A l’Impétueux devait succéder l’Impavide. Mais ce qui valait pour la campagne s’est révélé très vite un peu court, voire décevant dans l’exercice de l’État, pour ne pas dire mesquin. Il fallait réagir. Ce qu’a fait le président en inaugurant un nouveau ton, un nouveau style, vendredi, à la foire de Châlons-en-Champagne. Lorsqu’il proclame : « Mon devoir est de dire la vérité aux Français. La crise est d’une gravité exceptionnelle », on pensait entendre son prédécesseur. À l’en croire, les conséquences de la crise ne relèveraient plus d’un héritage qu’il faut solder, mais d’une réalité. La normalité a vécu. Fini l’antisarkozysme. L’objectif étant la lutte contre le chômage, il accélère. La session parlementaire est convoquée deux semaines plus tôt. Les textes sur les emplois d’avenir seront alors adoptés. Premiers contrats promis pour octobre. En annonçant une réforme du financement de la protection sociale, il pose les premiers jalons d’une hausse de la CSG pour soulager les entreprises. Lorsqu’il parle des chantiers sur la sécurisation de l’emploi ou la prévention des plans sociaux, il relance la négociation sur la flexibilité commencée sous l’ère sarkozyste, mais interrompue en juillet par Jean-Marc Ayrault lors de la conférence sociale.

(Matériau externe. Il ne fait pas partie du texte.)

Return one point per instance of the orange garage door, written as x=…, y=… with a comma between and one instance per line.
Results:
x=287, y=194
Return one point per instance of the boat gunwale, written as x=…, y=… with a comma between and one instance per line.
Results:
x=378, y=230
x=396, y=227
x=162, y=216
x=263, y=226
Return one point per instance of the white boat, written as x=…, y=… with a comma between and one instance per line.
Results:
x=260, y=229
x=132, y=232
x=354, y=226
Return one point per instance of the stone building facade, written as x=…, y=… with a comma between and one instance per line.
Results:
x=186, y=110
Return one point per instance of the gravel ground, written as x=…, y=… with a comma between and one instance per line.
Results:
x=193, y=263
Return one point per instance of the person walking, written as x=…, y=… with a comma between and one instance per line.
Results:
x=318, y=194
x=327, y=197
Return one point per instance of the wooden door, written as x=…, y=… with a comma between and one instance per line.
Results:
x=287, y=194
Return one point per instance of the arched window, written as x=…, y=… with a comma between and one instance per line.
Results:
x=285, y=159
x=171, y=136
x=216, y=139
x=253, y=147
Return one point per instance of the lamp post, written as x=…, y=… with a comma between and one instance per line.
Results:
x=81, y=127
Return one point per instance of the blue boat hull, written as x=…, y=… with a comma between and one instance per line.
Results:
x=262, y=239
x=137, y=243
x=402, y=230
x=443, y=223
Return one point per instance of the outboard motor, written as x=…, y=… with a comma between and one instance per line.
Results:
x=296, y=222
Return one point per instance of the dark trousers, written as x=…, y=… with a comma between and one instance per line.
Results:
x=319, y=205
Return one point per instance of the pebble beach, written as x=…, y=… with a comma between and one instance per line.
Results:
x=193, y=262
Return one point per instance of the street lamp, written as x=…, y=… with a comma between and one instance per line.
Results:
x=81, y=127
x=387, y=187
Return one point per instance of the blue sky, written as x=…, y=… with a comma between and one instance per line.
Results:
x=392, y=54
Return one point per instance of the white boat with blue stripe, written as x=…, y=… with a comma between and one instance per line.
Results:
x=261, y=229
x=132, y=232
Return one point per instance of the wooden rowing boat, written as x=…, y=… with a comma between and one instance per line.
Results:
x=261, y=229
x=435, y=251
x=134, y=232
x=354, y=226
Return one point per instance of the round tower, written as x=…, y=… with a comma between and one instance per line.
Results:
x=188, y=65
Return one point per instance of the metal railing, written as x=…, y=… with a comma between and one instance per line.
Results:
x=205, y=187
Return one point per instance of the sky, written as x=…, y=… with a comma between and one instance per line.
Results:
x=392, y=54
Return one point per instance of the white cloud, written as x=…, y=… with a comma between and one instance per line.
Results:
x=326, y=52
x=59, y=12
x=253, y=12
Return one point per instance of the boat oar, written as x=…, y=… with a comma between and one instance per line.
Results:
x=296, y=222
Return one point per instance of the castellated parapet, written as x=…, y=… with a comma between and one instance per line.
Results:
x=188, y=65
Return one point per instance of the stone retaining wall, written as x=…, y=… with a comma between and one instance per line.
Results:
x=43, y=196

François Hollande compte toujours réformer le pays grâce au dialogue avec les partenaires sociaux. Quand on entend la CGT ou FO dire : « Il faut que le gouvernement choisisse entre les salariés ou l’entreprise » (aucun syndicat au monde ne tient ce raisonnement archaïque), on voit qu’il n’est pas au bout du chemin. Il charge son premier ministre de mettre en oeuvre ses orientations. Très bien. Mais on prend déjà ce pari : le président va devoir plus souvent être en première ligne.
Les décisions douloureuses, c’est lui qui doit les annoncer. Lui, dont le talent était d’affronter les problèmes par… l’évitement ! On verra si la dureté des temps fait éclore l’homme d’État.